Let me start off by saying i plan on keeping the car and not tradeing it...

06 GTO 6 speed, 68K miles,(custom rims,headlights,cai,full exhaust) bought the car for 16.5K last october, I recently added an extended warrenty to it (4 years 48k miles) which brought my total financed amount to 19.1K

Am i in bad shape? I dont think these cars will depeciate anymore than they already have...I am happy with my monthly payment, low interest rate (4.9%) etc... But if push came to shove and i had to sell the car i think i would be screwed...


----------



## BaadFLGoat (Nov 16, 2010)

Furthermore, The extended warrenty seems to be bad ass, it is through my bank and is a factory type coverage, (pretty much everything under the hood is covered and tranny...)


----------



## RJ_05GTO (Jul 6, 2008)

I think the trade in value on it is right around $13500 and the private party value is right around $15,500. That is in betweeen good and excellent condition.
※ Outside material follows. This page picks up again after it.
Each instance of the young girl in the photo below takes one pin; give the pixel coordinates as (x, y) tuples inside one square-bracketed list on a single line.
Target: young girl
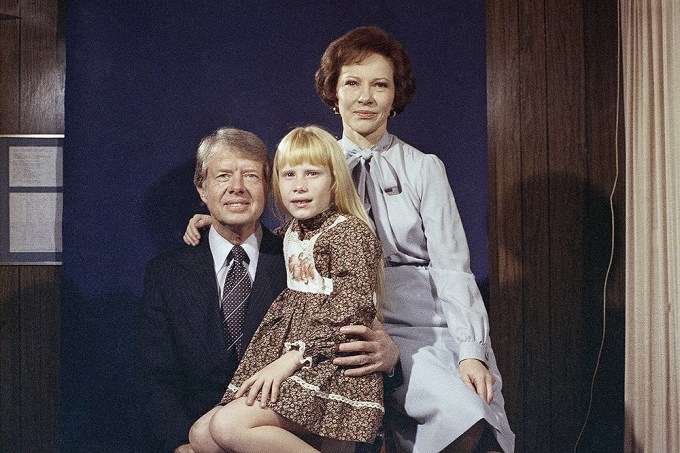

If you sold it yourself right now you might get a little more than $15500 if the warranty is transferable and the car is in great shape but probably not much more. This is figured with 68000 miles on the car so if there are more miles on the car it will be worth less. You have to get on kbb or nada get the value of the car and subtract it from what you owe and that will be how upside down you are on the car. Another thing... mods do not necessarily add value to the car


----------



## jpalamar (Jul 22, 2008)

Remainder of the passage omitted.